What the audit envelope needs to carry #

For Article 9 evidence the envelope per event needs at minimum:

ts — ISO 8601 timestamp.
agent — registered agent name (matches your model inventory).
decision — ALLOW, DENY, or REQUIRE_HITL.
clause — verbatim policy clause text that matched.
framework_citations — array of framework:control-id strings.
jurisdiction — resolved jurisdiction code.
principal — sub claim + tenant + purpose + tier.
model_id + model_tier — registered model + tier.
prev_hash + hash — hash chain link.
risk_category — the Article 9 risk category this decision addresses.

The last one is the one most hand-rolled stacks miss. Regulus tags events with the risk category from the active profile’s risk register. Filter by risk_category to produce the per-category mitigation evidence the AI Office expects.

The 90-day audit walk-through #

A real Article 9 walkthrough at month 3 of operation looks like this. The supervisory authority gives you 14 days’ notice and asks for:

All DENY events in Q1 2026. Filter the chain. Export as signed envelope.
Aggregation by risk category. regulus audit aggregate --by risk_category --period 2026-Q1. Produces a CSV.
Three specific DENY events expanded. Pick three at random; show the full envelope, the matched clause, the framework citation, the resolved principal, the chain integrity proof.
Outcomes monitoring for the period. Aggregated outcomes tagged with model_id × tier. Drift events if any.
Post-market monitoring narrative. Your governance team’s report referencing the data above.
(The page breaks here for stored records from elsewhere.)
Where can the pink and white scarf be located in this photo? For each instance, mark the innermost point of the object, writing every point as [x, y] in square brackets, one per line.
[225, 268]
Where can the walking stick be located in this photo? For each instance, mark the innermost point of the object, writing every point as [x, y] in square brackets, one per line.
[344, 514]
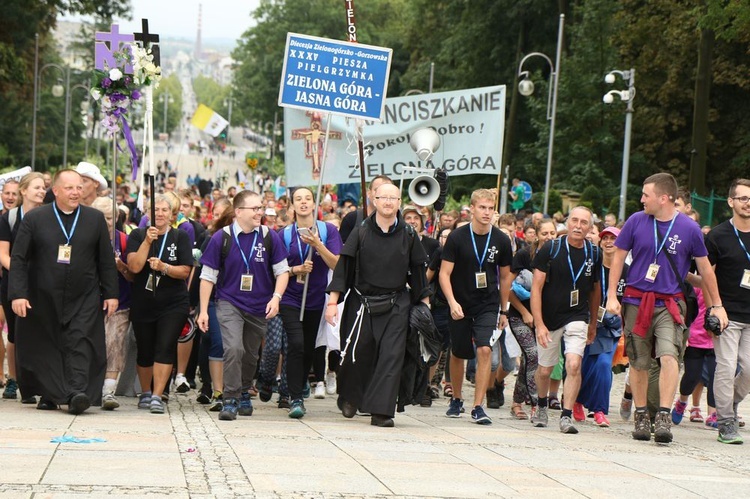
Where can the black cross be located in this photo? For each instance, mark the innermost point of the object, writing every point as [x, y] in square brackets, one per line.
[149, 40]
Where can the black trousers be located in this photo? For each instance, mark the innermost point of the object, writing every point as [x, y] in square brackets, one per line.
[370, 376]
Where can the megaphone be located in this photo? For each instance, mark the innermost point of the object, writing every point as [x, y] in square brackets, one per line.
[424, 190]
[425, 142]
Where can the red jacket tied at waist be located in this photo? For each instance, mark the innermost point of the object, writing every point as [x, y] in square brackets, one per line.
[646, 309]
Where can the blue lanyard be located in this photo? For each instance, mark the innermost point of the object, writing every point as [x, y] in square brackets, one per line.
[302, 255]
[163, 243]
[736, 233]
[657, 247]
[245, 258]
[573, 275]
[62, 226]
[474, 242]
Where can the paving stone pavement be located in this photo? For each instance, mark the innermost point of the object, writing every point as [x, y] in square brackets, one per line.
[188, 453]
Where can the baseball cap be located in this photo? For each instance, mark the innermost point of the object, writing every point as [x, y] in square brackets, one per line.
[91, 171]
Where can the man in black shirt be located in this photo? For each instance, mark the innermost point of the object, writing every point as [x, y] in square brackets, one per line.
[473, 256]
[728, 247]
[378, 260]
[566, 271]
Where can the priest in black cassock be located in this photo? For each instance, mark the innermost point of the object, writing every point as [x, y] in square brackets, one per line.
[63, 276]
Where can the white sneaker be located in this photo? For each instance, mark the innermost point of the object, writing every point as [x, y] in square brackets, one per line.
[331, 383]
[320, 390]
[180, 383]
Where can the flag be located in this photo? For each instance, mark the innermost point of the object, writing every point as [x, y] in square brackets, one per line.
[208, 120]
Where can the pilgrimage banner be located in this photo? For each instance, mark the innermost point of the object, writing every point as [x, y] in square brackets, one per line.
[470, 123]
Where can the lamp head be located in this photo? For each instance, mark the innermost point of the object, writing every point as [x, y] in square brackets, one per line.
[425, 142]
[526, 87]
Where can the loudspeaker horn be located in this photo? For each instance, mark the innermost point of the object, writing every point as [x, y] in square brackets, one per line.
[425, 142]
[424, 190]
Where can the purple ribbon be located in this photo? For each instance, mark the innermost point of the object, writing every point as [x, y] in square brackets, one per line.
[131, 145]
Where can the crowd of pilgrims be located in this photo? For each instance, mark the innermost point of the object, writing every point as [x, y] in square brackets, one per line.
[262, 264]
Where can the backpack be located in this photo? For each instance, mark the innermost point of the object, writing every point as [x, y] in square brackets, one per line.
[226, 245]
[322, 233]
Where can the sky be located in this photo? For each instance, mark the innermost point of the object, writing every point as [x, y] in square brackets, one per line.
[179, 18]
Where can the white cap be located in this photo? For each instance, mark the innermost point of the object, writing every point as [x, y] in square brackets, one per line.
[91, 171]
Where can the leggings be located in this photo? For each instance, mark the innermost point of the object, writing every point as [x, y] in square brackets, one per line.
[157, 341]
[694, 359]
[525, 383]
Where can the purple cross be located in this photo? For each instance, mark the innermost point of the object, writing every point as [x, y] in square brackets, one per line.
[106, 44]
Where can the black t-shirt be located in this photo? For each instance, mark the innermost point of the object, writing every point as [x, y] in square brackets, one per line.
[171, 294]
[725, 251]
[459, 249]
[521, 261]
[556, 294]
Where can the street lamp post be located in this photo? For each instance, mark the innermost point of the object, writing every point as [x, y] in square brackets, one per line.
[526, 88]
[625, 96]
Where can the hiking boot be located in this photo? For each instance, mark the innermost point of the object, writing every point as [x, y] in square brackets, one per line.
[229, 410]
[454, 409]
[297, 410]
[246, 405]
[566, 426]
[478, 416]
[626, 408]
[729, 432]
[678, 411]
[109, 402]
[662, 425]
[540, 418]
[642, 429]
[493, 399]
[11, 388]
[578, 413]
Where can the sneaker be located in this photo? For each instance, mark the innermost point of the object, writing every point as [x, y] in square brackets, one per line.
[578, 413]
[265, 391]
[600, 419]
[539, 418]
[566, 426]
[695, 415]
[320, 390]
[229, 410]
[728, 432]
[626, 408]
[181, 384]
[331, 383]
[246, 405]
[109, 402]
[144, 400]
[156, 406]
[711, 422]
[297, 410]
[478, 416]
[678, 411]
[217, 402]
[306, 390]
[642, 429]
[11, 389]
[662, 428]
[493, 399]
[454, 408]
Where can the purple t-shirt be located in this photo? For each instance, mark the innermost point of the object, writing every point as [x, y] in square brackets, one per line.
[684, 241]
[253, 302]
[318, 279]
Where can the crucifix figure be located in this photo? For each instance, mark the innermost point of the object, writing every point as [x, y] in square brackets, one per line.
[149, 40]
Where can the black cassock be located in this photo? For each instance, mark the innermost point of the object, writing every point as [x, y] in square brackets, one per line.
[60, 344]
[370, 374]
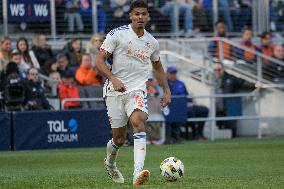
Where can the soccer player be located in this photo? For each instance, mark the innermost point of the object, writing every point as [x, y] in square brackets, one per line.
[133, 51]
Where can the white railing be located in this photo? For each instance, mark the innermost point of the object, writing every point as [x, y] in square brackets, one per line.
[158, 116]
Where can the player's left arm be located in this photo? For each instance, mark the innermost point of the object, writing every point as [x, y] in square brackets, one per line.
[160, 75]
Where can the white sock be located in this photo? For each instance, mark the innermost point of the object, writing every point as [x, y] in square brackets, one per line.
[112, 151]
[139, 151]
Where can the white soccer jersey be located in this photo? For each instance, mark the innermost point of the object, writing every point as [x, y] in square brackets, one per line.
[132, 57]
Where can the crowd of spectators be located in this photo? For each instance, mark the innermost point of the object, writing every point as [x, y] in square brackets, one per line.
[67, 70]
[75, 16]
[240, 56]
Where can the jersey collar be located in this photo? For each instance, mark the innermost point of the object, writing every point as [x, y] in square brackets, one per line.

The first four are runtime artefacts; Regulus produces them. The fifth is the narrative your governance team writes referencing the runtime artefacts.

What this doesn’t cover #

Article 9 obligates the high-risk AI system as a whole, not just the runtime layer. The training data risk-management (Article 10), the technical documentation (Annex IV), the conformity assessment by a notified body — all governance-level work. The runtime evidence Regulus emits is what those documents reference and the regulator audits.

For the GPAI Code of Practice deadline (2 August 2026), Article 9 is the principal runtime obligation. Reach back into the EU AI Act profile page for the 12-section breakdown of what the regulation requires, and at the audit plugin page for the envelope shape in detail.